It’s ironic that the same threats to our everyday personal or work devices also afflict the security systems deployed to protect people, places and things. Despite advancements in network security, regular breaches happen in sectors such as banking, credit monitoring, hospitality, media, and government. These breaches often occur months or years before ever being reported to the public.
If this is true of systems and products used by IT professionals, how much more vulnerable are networks that have been traditionally isolated and are just now coming online? Industrial Control Systems (ICS) that support critical infrastructure are becoming more connected and networked. Physical security systems are adding more and more Internet of Things (IoT) devices such as IP cameras.

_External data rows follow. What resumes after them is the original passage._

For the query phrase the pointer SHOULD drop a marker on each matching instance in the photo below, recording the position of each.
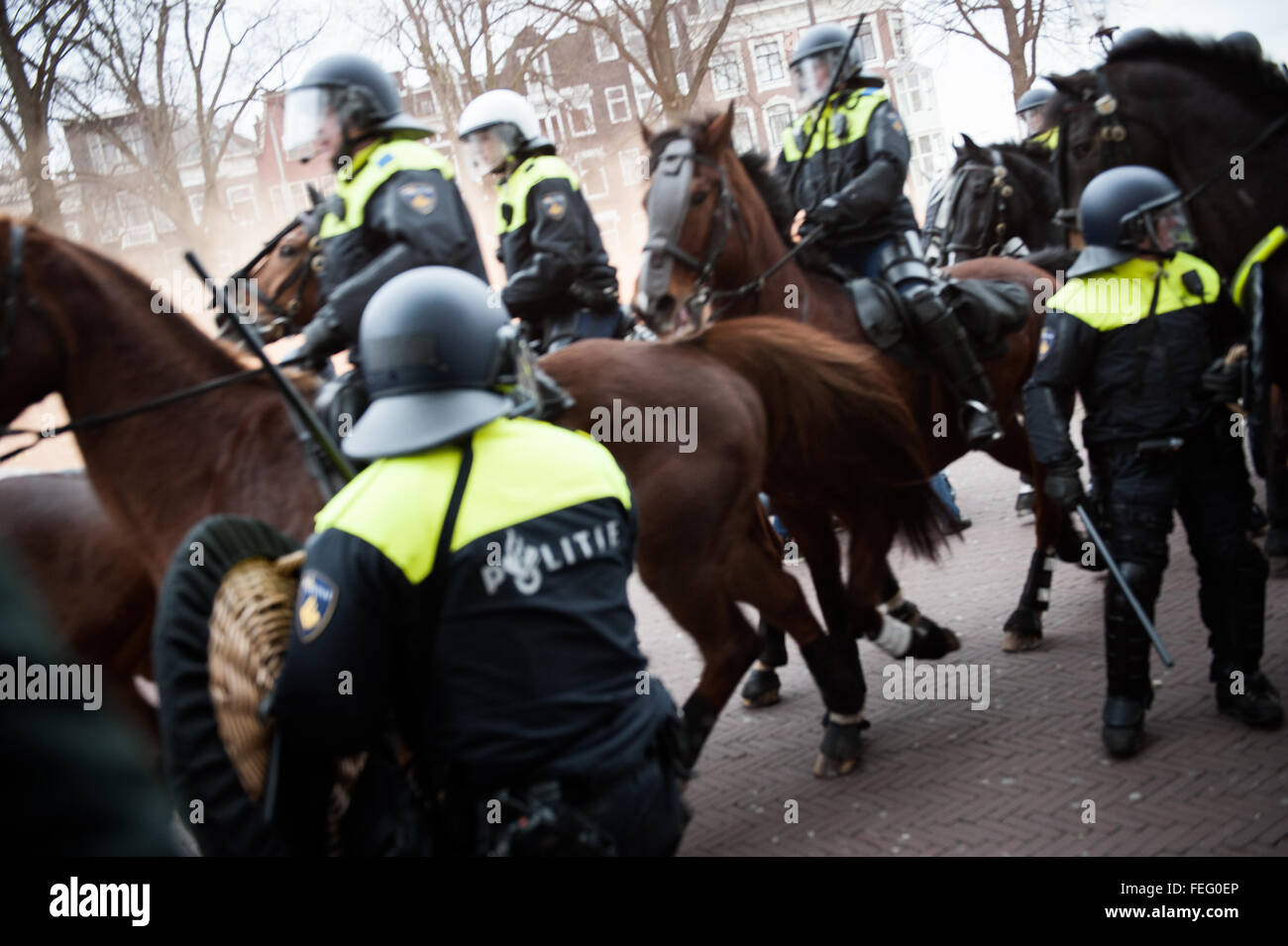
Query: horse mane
(189, 335)
(1243, 72)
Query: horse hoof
(841, 749)
(761, 688)
(1016, 641)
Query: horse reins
(13, 291)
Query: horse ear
(719, 133)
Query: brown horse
(733, 226)
(702, 547)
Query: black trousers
(1206, 481)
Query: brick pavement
(941, 779)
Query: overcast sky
(974, 86)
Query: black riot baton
(1126, 588)
(292, 396)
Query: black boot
(1127, 661)
(949, 351)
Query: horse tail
(836, 425)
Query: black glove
(1224, 381)
(828, 215)
(1064, 485)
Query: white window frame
(774, 103)
(245, 193)
(588, 108)
(610, 99)
(733, 54)
(634, 166)
(752, 46)
(605, 51)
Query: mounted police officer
(485, 614)
(559, 278)
(1029, 111)
(1134, 331)
(400, 207)
(849, 176)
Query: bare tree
(185, 73)
(35, 40)
(668, 44)
(1012, 30)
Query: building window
(605, 51)
(867, 43)
(897, 37)
(243, 205)
(778, 119)
(726, 76)
(743, 137)
(590, 170)
(634, 166)
(767, 56)
(618, 103)
(581, 120)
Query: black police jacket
(550, 246)
(1133, 341)
(399, 209)
(529, 668)
(859, 156)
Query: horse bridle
(1000, 192)
(668, 209)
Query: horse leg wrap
(1037, 585)
(837, 674)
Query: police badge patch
(1044, 341)
(554, 205)
(420, 197)
(316, 604)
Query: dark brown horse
(1214, 117)
(734, 222)
(85, 327)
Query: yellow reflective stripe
(523, 469)
(1262, 252)
(1048, 139)
(1122, 295)
(857, 108)
(372, 167)
(514, 189)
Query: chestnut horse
(1228, 156)
(732, 229)
(85, 328)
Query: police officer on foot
(848, 171)
(400, 207)
(483, 611)
(559, 278)
(1134, 331)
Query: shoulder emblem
(554, 206)
(316, 604)
(420, 197)
(1044, 341)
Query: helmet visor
(812, 76)
(307, 121)
(487, 149)
(1170, 228)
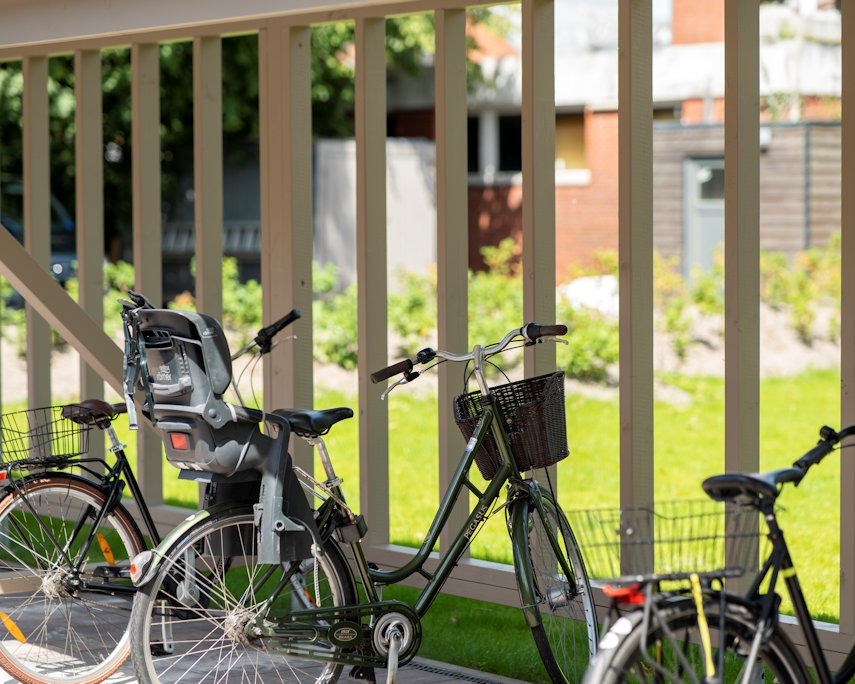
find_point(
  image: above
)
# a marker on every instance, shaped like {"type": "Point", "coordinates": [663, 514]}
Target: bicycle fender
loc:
{"type": "Point", "coordinates": [152, 558]}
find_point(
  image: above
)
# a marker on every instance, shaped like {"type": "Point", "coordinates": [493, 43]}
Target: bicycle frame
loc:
{"type": "Point", "coordinates": [111, 484]}
{"type": "Point", "coordinates": [780, 564]}
{"type": "Point", "coordinates": [506, 474]}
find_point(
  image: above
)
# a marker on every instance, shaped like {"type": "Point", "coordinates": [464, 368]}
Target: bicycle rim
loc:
{"type": "Point", "coordinates": [674, 654]}
{"type": "Point", "coordinates": [190, 622]}
{"type": "Point", "coordinates": [56, 625]}
{"type": "Point", "coordinates": [566, 625]}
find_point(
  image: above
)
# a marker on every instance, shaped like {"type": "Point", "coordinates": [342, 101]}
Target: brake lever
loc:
{"type": "Point", "coordinates": [408, 377]}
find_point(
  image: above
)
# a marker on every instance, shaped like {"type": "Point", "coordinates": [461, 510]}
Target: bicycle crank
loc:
{"type": "Point", "coordinates": [362, 635]}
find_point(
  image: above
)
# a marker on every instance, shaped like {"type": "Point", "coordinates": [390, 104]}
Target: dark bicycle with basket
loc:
{"type": "Point", "coordinates": [67, 539]}
{"type": "Point", "coordinates": [260, 588]}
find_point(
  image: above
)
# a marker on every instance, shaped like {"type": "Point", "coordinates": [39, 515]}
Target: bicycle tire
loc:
{"type": "Point", "coordinates": [560, 611]}
{"type": "Point", "coordinates": [207, 637]}
{"type": "Point", "coordinates": [56, 627]}
{"type": "Point", "coordinates": [621, 659]}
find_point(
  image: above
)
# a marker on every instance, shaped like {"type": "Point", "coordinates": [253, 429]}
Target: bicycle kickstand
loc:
{"type": "Point", "coordinates": [395, 638]}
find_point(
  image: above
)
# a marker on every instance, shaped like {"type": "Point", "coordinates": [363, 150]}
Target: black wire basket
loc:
{"type": "Point", "coordinates": [535, 421]}
{"type": "Point", "coordinates": [670, 540]}
{"type": "Point", "coordinates": [41, 435]}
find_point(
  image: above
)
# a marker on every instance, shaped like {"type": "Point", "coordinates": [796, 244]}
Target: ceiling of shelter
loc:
{"type": "Point", "coordinates": [25, 23]}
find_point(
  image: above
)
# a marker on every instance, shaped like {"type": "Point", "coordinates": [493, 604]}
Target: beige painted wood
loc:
{"type": "Point", "coordinates": [89, 220]}
{"type": "Point", "coordinates": [89, 193]}
{"type": "Point", "coordinates": [208, 173]}
{"type": "Point", "coordinates": [286, 215]}
{"type": "Point", "coordinates": [847, 324]}
{"type": "Point", "coordinates": [370, 123]}
{"type": "Point", "coordinates": [37, 219]}
{"type": "Point", "coordinates": [145, 170]}
{"type": "Point", "coordinates": [452, 240]}
{"type": "Point", "coordinates": [742, 235]}
{"type": "Point", "coordinates": [52, 302]}
{"type": "Point", "coordinates": [538, 171]}
{"type": "Point", "coordinates": [635, 240]}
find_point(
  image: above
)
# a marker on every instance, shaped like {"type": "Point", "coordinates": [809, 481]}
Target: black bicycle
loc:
{"type": "Point", "coordinates": [66, 543]}
{"type": "Point", "coordinates": [67, 540]}
{"type": "Point", "coordinates": [695, 630]}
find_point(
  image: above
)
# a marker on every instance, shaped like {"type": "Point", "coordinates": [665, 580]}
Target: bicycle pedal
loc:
{"type": "Point", "coordinates": [359, 672]}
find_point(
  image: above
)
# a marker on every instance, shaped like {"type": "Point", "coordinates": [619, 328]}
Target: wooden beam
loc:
{"type": "Point", "coordinates": [286, 215]}
{"type": "Point", "coordinates": [37, 227]}
{"type": "Point", "coordinates": [635, 247]}
{"type": "Point", "coordinates": [370, 122]}
{"type": "Point", "coordinates": [145, 171]}
{"type": "Point", "coordinates": [742, 234]}
{"type": "Point", "coordinates": [538, 171]}
{"type": "Point", "coordinates": [847, 322]}
{"type": "Point", "coordinates": [208, 173]}
{"type": "Point", "coordinates": [52, 302]}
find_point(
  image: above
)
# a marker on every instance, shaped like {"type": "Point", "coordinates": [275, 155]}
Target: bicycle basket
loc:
{"type": "Point", "coordinates": [670, 540]}
{"type": "Point", "coordinates": [41, 435]}
{"type": "Point", "coordinates": [535, 421]}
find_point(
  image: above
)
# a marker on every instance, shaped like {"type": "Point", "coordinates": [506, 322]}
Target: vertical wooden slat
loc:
{"type": "Point", "coordinates": [741, 234]}
{"type": "Point", "coordinates": [847, 321]}
{"type": "Point", "coordinates": [538, 162]}
{"type": "Point", "coordinates": [286, 214]}
{"type": "Point", "coordinates": [452, 238]}
{"type": "Point", "coordinates": [145, 170]}
{"type": "Point", "coordinates": [89, 192]}
{"type": "Point", "coordinates": [635, 245]}
{"type": "Point", "coordinates": [370, 123]}
{"type": "Point", "coordinates": [37, 219]}
{"type": "Point", "coordinates": [208, 173]}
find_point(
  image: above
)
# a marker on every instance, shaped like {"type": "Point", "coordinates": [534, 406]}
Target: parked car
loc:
{"type": "Point", "coordinates": [63, 259]}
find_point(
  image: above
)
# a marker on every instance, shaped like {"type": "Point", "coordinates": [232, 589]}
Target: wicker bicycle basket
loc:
{"type": "Point", "coordinates": [670, 540]}
{"type": "Point", "coordinates": [534, 414]}
{"type": "Point", "coordinates": [41, 434]}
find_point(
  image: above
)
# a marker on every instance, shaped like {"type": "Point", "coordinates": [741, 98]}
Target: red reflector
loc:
{"type": "Point", "coordinates": [179, 441]}
{"type": "Point", "coordinates": [631, 594]}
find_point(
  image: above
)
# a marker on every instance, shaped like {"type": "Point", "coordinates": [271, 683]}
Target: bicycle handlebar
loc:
{"type": "Point", "coordinates": [829, 438]}
{"type": "Point", "coordinates": [266, 335]}
{"type": "Point", "coordinates": [532, 333]}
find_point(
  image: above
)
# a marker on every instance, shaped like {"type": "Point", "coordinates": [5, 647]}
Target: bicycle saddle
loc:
{"type": "Point", "coordinates": [310, 423]}
{"type": "Point", "coordinates": [732, 486]}
{"type": "Point", "coordinates": [92, 412]}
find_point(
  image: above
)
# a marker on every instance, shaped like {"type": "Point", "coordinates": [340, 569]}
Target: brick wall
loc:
{"type": "Point", "coordinates": [698, 21]}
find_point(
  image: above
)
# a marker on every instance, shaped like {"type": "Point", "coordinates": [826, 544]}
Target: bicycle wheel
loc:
{"type": "Point", "coordinates": [190, 621]}
{"type": "Point", "coordinates": [629, 655]}
{"type": "Point", "coordinates": [65, 589]}
{"type": "Point", "coordinates": [554, 588]}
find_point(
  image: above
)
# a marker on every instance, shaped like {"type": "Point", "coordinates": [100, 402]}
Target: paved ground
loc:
{"type": "Point", "coordinates": [419, 671]}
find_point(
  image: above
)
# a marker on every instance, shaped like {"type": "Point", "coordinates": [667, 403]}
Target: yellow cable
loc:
{"type": "Point", "coordinates": [697, 594]}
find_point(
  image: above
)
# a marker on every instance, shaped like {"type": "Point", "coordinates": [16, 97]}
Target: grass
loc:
{"type": "Point", "coordinates": [688, 446]}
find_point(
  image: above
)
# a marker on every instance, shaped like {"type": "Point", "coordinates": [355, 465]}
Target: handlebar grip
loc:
{"type": "Point", "coordinates": [385, 373]}
{"type": "Point", "coordinates": [262, 339]}
{"type": "Point", "coordinates": [534, 331]}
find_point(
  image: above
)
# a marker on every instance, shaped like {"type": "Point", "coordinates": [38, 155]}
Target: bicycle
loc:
{"type": "Point", "coordinates": [702, 632]}
{"type": "Point", "coordinates": [295, 613]}
{"type": "Point", "coordinates": [67, 540]}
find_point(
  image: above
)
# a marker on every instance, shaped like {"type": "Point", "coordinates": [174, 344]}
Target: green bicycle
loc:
{"type": "Point", "coordinates": [240, 592]}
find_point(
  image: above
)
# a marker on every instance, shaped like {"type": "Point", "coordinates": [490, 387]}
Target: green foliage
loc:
{"type": "Point", "coordinates": [592, 343]}
{"type": "Point", "coordinates": [335, 333]}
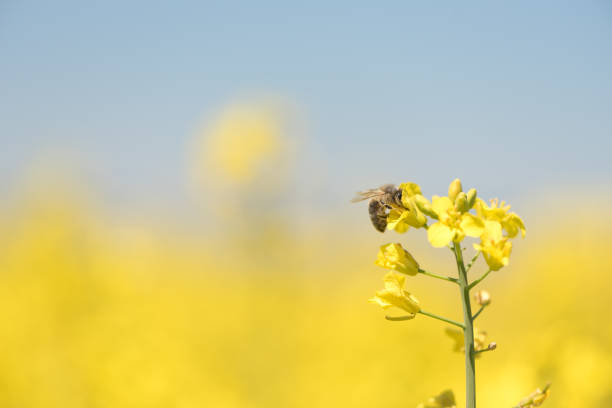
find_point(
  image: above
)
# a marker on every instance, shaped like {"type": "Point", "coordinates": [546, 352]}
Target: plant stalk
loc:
{"type": "Point", "coordinates": [468, 331]}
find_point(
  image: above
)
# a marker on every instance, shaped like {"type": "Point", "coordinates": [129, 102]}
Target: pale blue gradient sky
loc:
{"type": "Point", "coordinates": [513, 97]}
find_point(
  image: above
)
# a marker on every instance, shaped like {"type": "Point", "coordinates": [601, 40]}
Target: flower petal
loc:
{"type": "Point", "coordinates": [472, 225]}
{"type": "Point", "coordinates": [439, 235]}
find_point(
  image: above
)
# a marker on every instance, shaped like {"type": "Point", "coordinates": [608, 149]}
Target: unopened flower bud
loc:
{"type": "Point", "coordinates": [471, 197]}
{"type": "Point", "coordinates": [424, 205]}
{"type": "Point", "coordinates": [454, 189]}
{"type": "Point", "coordinates": [394, 257]}
{"type": "Point", "coordinates": [461, 202]}
{"type": "Point", "coordinates": [482, 297]}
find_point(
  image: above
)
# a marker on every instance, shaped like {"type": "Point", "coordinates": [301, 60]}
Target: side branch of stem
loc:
{"type": "Point", "coordinates": [433, 275]}
{"type": "Point", "coordinates": [477, 281]}
{"type": "Point", "coordinates": [478, 312]}
{"type": "Point", "coordinates": [444, 319]}
{"type": "Point", "coordinates": [469, 265]}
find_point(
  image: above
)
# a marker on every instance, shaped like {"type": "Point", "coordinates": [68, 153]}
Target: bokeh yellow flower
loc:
{"type": "Point", "coordinates": [536, 398]}
{"type": "Point", "coordinates": [494, 246]}
{"type": "Point", "coordinates": [446, 399]}
{"type": "Point", "coordinates": [393, 256]}
{"type": "Point", "coordinates": [452, 225]}
{"type": "Point", "coordinates": [394, 295]}
{"type": "Point", "coordinates": [242, 141]}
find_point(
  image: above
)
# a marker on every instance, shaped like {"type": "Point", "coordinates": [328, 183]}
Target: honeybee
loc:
{"type": "Point", "coordinates": [382, 199]}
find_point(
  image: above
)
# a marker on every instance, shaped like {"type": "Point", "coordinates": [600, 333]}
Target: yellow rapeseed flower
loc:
{"type": "Point", "coordinates": [393, 256]}
{"type": "Point", "coordinates": [497, 211]}
{"type": "Point", "coordinates": [394, 295]}
{"type": "Point", "coordinates": [494, 246]}
{"type": "Point", "coordinates": [452, 225]}
{"type": "Point", "coordinates": [536, 398]}
{"type": "Point", "coordinates": [446, 399]}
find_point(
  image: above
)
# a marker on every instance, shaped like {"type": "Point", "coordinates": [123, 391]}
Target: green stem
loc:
{"type": "Point", "coordinates": [444, 319]}
{"type": "Point", "coordinates": [433, 275]}
{"type": "Point", "coordinates": [472, 261]}
{"type": "Point", "coordinates": [478, 312]}
{"type": "Point", "coordinates": [470, 369]}
{"type": "Point", "coordinates": [477, 281]}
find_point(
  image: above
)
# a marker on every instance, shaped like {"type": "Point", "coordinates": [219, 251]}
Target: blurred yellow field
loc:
{"type": "Point", "coordinates": [123, 315]}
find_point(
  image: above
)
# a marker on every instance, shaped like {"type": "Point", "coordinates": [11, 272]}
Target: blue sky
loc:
{"type": "Point", "coordinates": [511, 96]}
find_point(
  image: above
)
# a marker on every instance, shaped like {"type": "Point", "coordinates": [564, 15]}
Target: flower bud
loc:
{"type": "Point", "coordinates": [394, 257]}
{"type": "Point", "coordinates": [471, 197]}
{"type": "Point", "coordinates": [461, 202]}
{"type": "Point", "coordinates": [454, 188]}
{"type": "Point", "coordinates": [482, 297]}
{"type": "Point", "coordinates": [424, 205]}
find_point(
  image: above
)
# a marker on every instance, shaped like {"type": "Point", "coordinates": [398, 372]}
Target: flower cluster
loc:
{"type": "Point", "coordinates": [459, 215]}
{"type": "Point", "coordinates": [448, 221]}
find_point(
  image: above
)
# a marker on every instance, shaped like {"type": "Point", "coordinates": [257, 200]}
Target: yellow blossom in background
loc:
{"type": "Point", "coordinates": [393, 256]}
{"type": "Point", "coordinates": [494, 246]}
{"type": "Point", "coordinates": [242, 141]}
{"type": "Point", "coordinates": [535, 399]}
{"type": "Point", "coordinates": [446, 399]}
{"type": "Point", "coordinates": [394, 295]}
{"type": "Point", "coordinates": [452, 225]}
{"type": "Point", "coordinates": [497, 211]}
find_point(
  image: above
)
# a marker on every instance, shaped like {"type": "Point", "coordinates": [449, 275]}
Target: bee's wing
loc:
{"type": "Point", "coordinates": [366, 194]}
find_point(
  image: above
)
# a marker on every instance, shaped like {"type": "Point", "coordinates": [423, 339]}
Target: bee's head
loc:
{"type": "Point", "coordinates": [397, 197]}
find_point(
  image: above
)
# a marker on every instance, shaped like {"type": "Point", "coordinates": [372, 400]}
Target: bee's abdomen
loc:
{"type": "Point", "coordinates": [378, 215]}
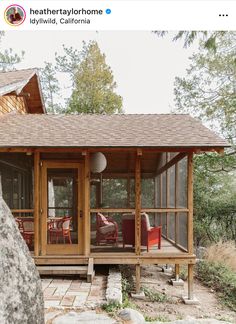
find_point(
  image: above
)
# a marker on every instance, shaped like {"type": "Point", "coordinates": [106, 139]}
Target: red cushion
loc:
{"type": "Point", "coordinates": [103, 220]}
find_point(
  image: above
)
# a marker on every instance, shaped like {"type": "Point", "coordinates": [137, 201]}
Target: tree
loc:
{"type": "Point", "coordinates": [94, 85]}
{"type": "Point", "coordinates": [209, 93]}
{"type": "Point", "coordinates": [209, 90]}
{"type": "Point", "coordinates": [69, 62]}
{"type": "Point", "coordinates": [50, 88]}
{"type": "Point", "coordinates": [8, 59]}
{"type": "Point", "coordinates": [209, 39]}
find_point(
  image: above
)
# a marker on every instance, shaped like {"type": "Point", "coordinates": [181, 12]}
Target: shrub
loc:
{"type": "Point", "coordinates": [220, 278]}
{"type": "Point", "coordinates": [154, 296]}
{"type": "Point", "coordinates": [222, 252]}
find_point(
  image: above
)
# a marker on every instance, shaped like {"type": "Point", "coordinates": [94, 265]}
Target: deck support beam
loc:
{"type": "Point", "coordinates": [138, 276]}
{"type": "Point", "coordinates": [138, 203]}
{"type": "Point", "coordinates": [36, 202]}
{"type": "Point", "coordinates": [190, 203]}
{"type": "Point", "coordinates": [86, 218]}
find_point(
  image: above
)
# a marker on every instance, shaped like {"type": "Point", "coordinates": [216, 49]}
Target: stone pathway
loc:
{"type": "Point", "coordinates": [67, 293]}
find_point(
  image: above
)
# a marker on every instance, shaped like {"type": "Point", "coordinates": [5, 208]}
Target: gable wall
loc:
{"type": "Point", "coordinates": [12, 103]}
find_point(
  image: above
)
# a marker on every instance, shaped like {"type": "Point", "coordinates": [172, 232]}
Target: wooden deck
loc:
{"type": "Point", "coordinates": [166, 247]}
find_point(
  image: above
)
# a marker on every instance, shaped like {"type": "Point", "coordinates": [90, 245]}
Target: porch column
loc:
{"type": "Point", "coordinates": [190, 203]}
{"type": "Point", "coordinates": [138, 202]}
{"type": "Point", "coordinates": [138, 215]}
{"type": "Point", "coordinates": [36, 202]}
{"type": "Point", "coordinates": [86, 216]}
{"type": "Point", "coordinates": [190, 282]}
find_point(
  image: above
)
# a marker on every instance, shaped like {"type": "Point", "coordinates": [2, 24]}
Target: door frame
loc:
{"type": "Point", "coordinates": [61, 249]}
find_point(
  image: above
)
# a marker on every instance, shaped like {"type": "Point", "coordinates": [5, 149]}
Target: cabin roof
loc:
{"type": "Point", "coordinates": [23, 83]}
{"type": "Point", "coordinates": [123, 130]}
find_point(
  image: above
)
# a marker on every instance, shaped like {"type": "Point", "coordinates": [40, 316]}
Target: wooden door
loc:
{"type": "Point", "coordinates": [61, 218]}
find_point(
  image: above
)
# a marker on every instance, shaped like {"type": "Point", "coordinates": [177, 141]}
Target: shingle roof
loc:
{"type": "Point", "coordinates": [105, 131]}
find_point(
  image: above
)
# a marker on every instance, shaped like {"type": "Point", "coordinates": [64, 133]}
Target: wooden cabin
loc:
{"type": "Point", "coordinates": [137, 209]}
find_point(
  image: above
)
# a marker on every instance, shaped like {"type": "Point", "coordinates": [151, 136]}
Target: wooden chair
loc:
{"type": "Point", "coordinates": [149, 235]}
{"type": "Point", "coordinates": [59, 229]}
{"type": "Point", "coordinates": [26, 228]}
{"type": "Point", "coordinates": [106, 230]}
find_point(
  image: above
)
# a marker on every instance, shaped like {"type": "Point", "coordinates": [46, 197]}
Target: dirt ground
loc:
{"type": "Point", "coordinates": [209, 306]}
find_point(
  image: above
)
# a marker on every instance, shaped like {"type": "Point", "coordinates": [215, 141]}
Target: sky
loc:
{"type": "Point", "coordinates": [144, 65]}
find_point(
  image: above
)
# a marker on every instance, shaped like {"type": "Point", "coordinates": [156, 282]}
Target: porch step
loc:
{"type": "Point", "coordinates": [62, 270]}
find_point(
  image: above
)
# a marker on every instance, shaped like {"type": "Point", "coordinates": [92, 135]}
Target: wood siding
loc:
{"type": "Point", "coordinates": [12, 103]}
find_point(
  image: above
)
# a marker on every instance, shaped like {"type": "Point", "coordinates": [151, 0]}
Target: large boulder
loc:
{"type": "Point", "coordinates": [21, 297]}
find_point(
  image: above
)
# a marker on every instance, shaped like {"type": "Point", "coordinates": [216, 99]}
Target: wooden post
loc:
{"type": "Point", "coordinates": [190, 281]}
{"type": "Point", "coordinates": [128, 192]}
{"type": "Point", "coordinates": [36, 203]}
{"type": "Point", "coordinates": [138, 203]}
{"type": "Point", "coordinates": [176, 203]}
{"type": "Point", "coordinates": [190, 203]}
{"type": "Point", "coordinates": [86, 216]}
{"type": "Point", "coordinates": [177, 272]}
{"type": "Point", "coordinates": [167, 195]}
{"type": "Point", "coordinates": [138, 276]}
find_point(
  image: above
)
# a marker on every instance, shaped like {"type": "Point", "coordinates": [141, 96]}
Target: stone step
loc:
{"type": "Point", "coordinates": [62, 270]}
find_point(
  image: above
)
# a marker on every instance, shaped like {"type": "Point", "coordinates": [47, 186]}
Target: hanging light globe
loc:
{"type": "Point", "coordinates": [98, 162]}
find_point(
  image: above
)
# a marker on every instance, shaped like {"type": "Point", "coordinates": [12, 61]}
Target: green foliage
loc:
{"type": "Point", "coordinates": [208, 38]}
{"type": "Point", "coordinates": [183, 272]}
{"type": "Point", "coordinates": [208, 93]}
{"type": "Point", "coordinates": [50, 88]}
{"type": "Point", "coordinates": [8, 59]}
{"type": "Point", "coordinates": [94, 90]}
{"type": "Point", "coordinates": [214, 203]}
{"type": "Point", "coordinates": [69, 62]}
{"type": "Point", "coordinates": [220, 278]}
{"type": "Point", "coordinates": [155, 296]}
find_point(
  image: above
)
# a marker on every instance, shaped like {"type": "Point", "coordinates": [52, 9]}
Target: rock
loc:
{"type": "Point", "coordinates": [21, 297]}
{"type": "Point", "coordinates": [114, 287]}
{"type": "Point", "coordinates": [88, 317]}
{"type": "Point", "coordinates": [129, 314]}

Securing these systems effectively requires not only a successful convergence of IT and physical security but also automation. First, here’s a look at the cyber weaknesses of these increasingly interconnected physical security systems.
Physical Security’s Cyber Problem
With the advantages of network-capable devices also come vulnerabilities: Hackers can use unsecured IoT devices to infiltrate corporate networks, launch attacks on the public Internet or disrupt the video surveillance system.
The growth in IP cameras alone is cause for concern. IHS Markit forecasts that more than 180 million professional video surveillance cameras will be shipped in 2019 (up from just under 10 million in 2006). IP cameras have eclipsed the sale of analog ones: 62 percent of all security cameras shipped in 2017 were network cameras.
Lack of expertise and cybersecurity tools further exacerbates these vulnerabilities. Securing, monitoring, and maintaining hundreds or thousands of installed devices against evolving risks is a great challenge. Human hands alone cannot handle the myriad tasks required.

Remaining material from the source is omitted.